For my part, I first choose to believe in God. For me, perhaps nature and science would not cease to be amazing if there were no God, but it would cease to have much meaning. If I am not a permanent being but life ends with the death of my body, then I see no meaning in life other than temporary entertainment. Happiness itself is a fleeting illusion, a mere chemical coincidence. For something to have meaning to me today, it must have meaning 100,000 years from now. If something is not permanent, or permanent in its effect, then I am not interested in it, or at least I shouldn’t be. I have to admit there are probably a large number of non-permanent things that interest me. I choose to believe in God, in his permanence, and in my own permanence and potential to become like God, because anything less is not very motivating or exciting, and I want to be excited about life.
Second, I do know God exists because he has given me that absolute knowledge.

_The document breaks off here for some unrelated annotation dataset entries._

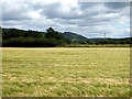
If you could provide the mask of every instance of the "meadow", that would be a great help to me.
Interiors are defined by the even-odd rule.
[[[2,96],[130,97],[130,48],[4,47]]]

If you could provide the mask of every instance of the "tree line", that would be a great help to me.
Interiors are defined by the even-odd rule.
[[[55,47],[67,44],[132,44],[132,37],[125,38],[88,38],[73,41],[62,33],[48,28],[46,32],[18,29],[1,29],[2,46],[4,47]],[[1,40],[0,40],[1,41]]]
[[[70,40],[50,28],[46,33],[18,29],[2,29],[2,46],[7,47],[55,47],[70,44]]]

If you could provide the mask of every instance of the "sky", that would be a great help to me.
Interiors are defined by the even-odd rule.
[[[78,2],[77,0],[6,0],[2,28],[37,30],[53,28],[88,38],[129,37],[129,2]]]

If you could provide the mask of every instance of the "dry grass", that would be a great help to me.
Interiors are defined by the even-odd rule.
[[[130,48],[3,48],[3,97],[130,96]]]

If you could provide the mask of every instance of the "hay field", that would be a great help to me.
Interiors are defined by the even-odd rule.
[[[3,97],[129,97],[130,48],[2,48]]]

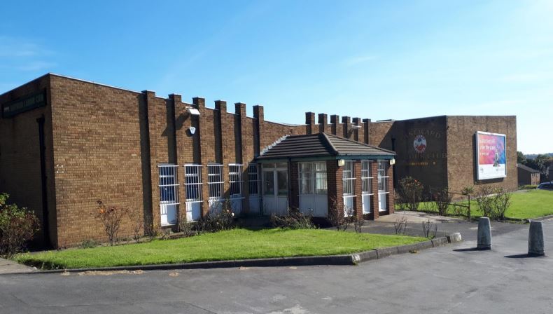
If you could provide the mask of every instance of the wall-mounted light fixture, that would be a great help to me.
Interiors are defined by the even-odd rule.
[[[200,110],[198,110],[198,109],[197,109],[195,108],[192,108],[191,107],[186,107],[186,111],[188,112],[188,114],[191,114],[192,116],[200,116]],[[194,133],[192,133],[192,134],[194,134]]]

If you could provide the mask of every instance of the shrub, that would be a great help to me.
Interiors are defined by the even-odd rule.
[[[186,217],[186,210],[178,211],[178,224],[177,225],[178,232],[182,232],[183,235],[189,237],[194,234],[192,227],[194,224],[189,221]]]
[[[349,207],[339,207],[335,199],[330,201],[328,208],[328,223],[338,231],[345,231],[351,223],[354,210]]]
[[[6,193],[0,194],[0,256],[9,258],[23,250],[38,231],[38,219],[26,208],[7,205]]]
[[[118,241],[118,234],[121,226],[123,217],[128,214],[126,208],[118,206],[106,206],[102,200],[96,201],[98,204],[98,210],[94,217],[104,224],[104,230],[108,237],[108,242],[111,246]]]
[[[407,217],[405,214],[401,216],[398,216],[396,221],[393,222],[393,228],[396,231],[396,234],[405,233],[405,229],[407,227]]]
[[[234,217],[230,200],[227,199],[221,203],[220,210],[211,210],[198,220],[196,228],[200,233],[230,230],[234,226]]]
[[[441,216],[447,215],[447,208],[451,203],[453,195],[449,193],[449,189],[446,186],[438,190],[434,193],[434,201],[438,208],[438,214]]]
[[[468,185],[461,189],[461,193],[464,196],[472,195],[475,193],[475,187],[472,185]]]
[[[312,221],[312,211],[304,214],[296,207],[290,207],[284,216],[274,214],[271,215],[271,225],[277,228],[290,228],[291,229],[311,229],[314,228]]]
[[[97,247],[99,243],[96,242],[94,239],[88,239],[85,240],[80,243],[80,247],[83,249],[91,249],[92,247]]]
[[[484,217],[490,219],[503,220],[511,205],[511,193],[503,187],[484,186],[478,191],[476,203]]]
[[[132,238],[138,243],[144,233],[141,232],[144,228],[144,220],[140,214],[140,210],[137,209],[129,210],[129,219],[132,224]]]
[[[400,180],[399,186],[398,193],[400,203],[406,204],[409,210],[418,210],[424,189],[422,184],[412,177],[405,177]]]
[[[493,188],[485,185],[478,189],[476,193],[476,203],[478,207],[482,210],[482,215],[486,217],[492,218],[493,213]]]
[[[496,195],[493,196],[493,212],[495,218],[505,220],[505,212],[511,205],[511,193],[503,188],[495,189]]]
[[[422,232],[425,238],[433,239],[438,233],[438,225],[428,219],[422,222]]]

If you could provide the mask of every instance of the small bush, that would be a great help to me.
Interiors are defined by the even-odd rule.
[[[10,258],[24,248],[38,231],[38,219],[26,208],[7,205],[9,198],[0,193],[0,256]]]
[[[354,210],[349,207],[339,207],[336,200],[330,201],[330,206],[328,208],[328,223],[330,226],[336,227],[338,231],[345,231],[351,223],[351,217],[354,216]]]
[[[484,217],[504,220],[505,213],[511,205],[511,193],[503,187],[484,186],[478,191],[476,202]]]
[[[447,209],[451,203],[453,195],[449,193],[447,186],[438,190],[434,193],[434,201],[438,208],[438,214],[440,216],[447,215]]]
[[[98,204],[98,210],[94,217],[104,224],[104,230],[108,237],[108,242],[111,246],[118,240],[118,235],[121,226],[121,221],[129,210],[118,206],[106,206],[102,200],[96,201]]]
[[[519,186],[519,190],[535,190],[537,188],[537,185],[533,184],[524,184]]]
[[[290,228],[290,229],[311,229],[314,228],[312,221],[312,211],[304,214],[296,207],[288,208],[286,214],[278,216],[271,215],[271,225],[276,228]]]
[[[405,234],[405,229],[407,227],[407,217],[405,214],[398,216],[393,223],[393,228],[396,231],[396,234]]]
[[[144,228],[144,220],[137,209],[129,210],[129,219],[132,224],[132,238],[136,243],[140,242],[140,238],[144,235],[142,229]]]
[[[464,196],[472,195],[475,193],[475,187],[472,185],[468,185],[461,189],[461,193]]]
[[[511,205],[511,193],[502,187],[495,189],[496,195],[493,197],[493,212],[495,218],[505,220],[505,212]]]
[[[177,225],[178,232],[182,232],[183,235],[189,237],[194,235],[194,224],[189,221],[186,217],[186,210],[178,211],[178,224]]]
[[[230,200],[225,200],[220,210],[212,210],[202,217],[196,223],[196,228],[200,233],[230,230],[234,227],[234,214]]]
[[[399,182],[400,189],[397,191],[400,203],[405,204],[409,210],[416,210],[422,200],[424,187],[422,184],[412,177],[405,177]]]
[[[99,243],[96,242],[94,239],[88,239],[85,240],[80,243],[80,247],[83,249],[91,249],[97,247],[99,245]]]
[[[433,239],[436,236],[438,232],[438,225],[428,219],[422,222],[422,232],[425,238],[428,239]]]

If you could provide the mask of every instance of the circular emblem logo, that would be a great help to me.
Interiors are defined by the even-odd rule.
[[[421,134],[416,135],[413,141],[413,147],[417,153],[424,153],[424,151],[426,150],[426,139]]]

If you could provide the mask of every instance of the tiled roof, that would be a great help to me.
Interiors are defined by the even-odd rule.
[[[328,156],[393,156],[392,151],[326,133],[292,135],[274,144],[258,159]]]
[[[530,167],[528,167],[527,165],[523,165],[522,163],[517,163],[517,167],[522,169],[523,170],[526,170],[526,171],[530,172],[540,172],[539,170],[536,170],[536,169],[531,168]]]

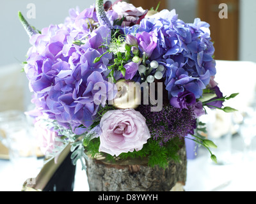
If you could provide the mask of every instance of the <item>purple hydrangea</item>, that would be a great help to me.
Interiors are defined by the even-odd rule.
[[[194,133],[196,121],[190,107],[180,111],[169,105],[159,112],[152,112],[150,108],[150,105],[140,105],[138,110],[145,117],[151,137],[161,145],[174,137],[182,138]]]
[[[86,131],[81,126],[89,127],[97,117],[94,85],[111,86],[107,78],[111,54],[93,63],[105,52],[100,46],[109,42],[111,31],[97,26],[94,7],[70,13],[65,24],[50,26],[32,36],[24,69],[37,108],[80,135]],[[81,45],[73,43],[77,40]],[[103,98],[104,104],[108,96]]]

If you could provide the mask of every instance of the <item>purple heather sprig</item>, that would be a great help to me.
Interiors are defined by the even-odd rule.
[[[18,12],[18,16],[29,38],[31,38],[34,34],[37,33],[36,31],[35,31],[35,29],[28,23],[20,11]]]

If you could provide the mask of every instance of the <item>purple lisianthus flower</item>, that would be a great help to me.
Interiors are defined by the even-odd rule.
[[[141,7],[136,8],[132,4],[125,1],[116,1],[116,2],[117,3],[115,3],[112,5],[112,8],[117,13],[119,19],[124,17],[122,26],[131,26],[138,24],[147,12],[147,10],[143,10]]]
[[[125,37],[125,41],[129,45],[138,47],[138,41],[136,37],[134,35],[129,34]]]
[[[173,107],[181,109],[188,109],[188,106],[196,103],[196,98],[193,93],[185,91],[180,92],[178,97],[172,97],[170,99],[170,103]]]
[[[143,31],[141,33],[137,33],[136,36],[140,48],[142,52],[145,52],[147,57],[150,57],[157,45],[157,38],[156,34],[154,32]]]
[[[126,80],[132,79],[133,76],[134,76],[136,73],[139,69],[139,65],[138,63],[135,63],[134,62],[130,62],[124,66],[124,68],[125,69],[125,78]],[[123,75],[120,74],[120,77],[124,77]]]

I can’t prove his existence to anyone else because that would frustrate God’s plan, but for me it’s enough for me to know what I know and to be able to share the formula for obtaining that knowledge with others. Just as I know God exists, I know the truthfulness of the gospel of Jesus Christ, the fact of Joseph Smith’s calling as a prophet, and the legitimacy of the LDS Church as being God’s church upon the earth. I know those things because God has told me those things in a way that I don’t just believe them but know them to be true.
Because I have this knowledge, which even a young child or “stupid” person can obtain (and thus God is fair to everyone), it allows me to look at science and know that where there appear to be conflicts it’s only a matter of gaining all the information. How does the story of Adam and Eve jive with evolution? What about dinosaurs? Can God travel faster than the speed of light? What about DNA studies that don’t show any relationship between Native Americans and Jews? None of these questions, nor any others, has ever given me a problem with my religious beliefs. Have they given me questions? Sure. But they are usually easily answered, and where they aren’t easily answered it’s not difficult to think of potential answers. I’ve never felt like I was trying to fit a square peg into a round hole, or that I had to do mental gymnastics in order to reconcile science with my religion. I don’t really understand Mormons who do feel that way, unless they are limited in their understanding of Mormon doctrine or science, or as I stated above they simply don’t want to believe the gospel is true.
Science makes my religion more interesting, and religion makes science more interesting, because for me they’re really one and the same. My religion is nothing more than obtaining a knowledge of all truth, and whether that comes through the scriptures, revelation from God, or men performing scientific experiments or digging things out of the ground or making observations, it’s all truth, it’s all knowledge, and it’s all good.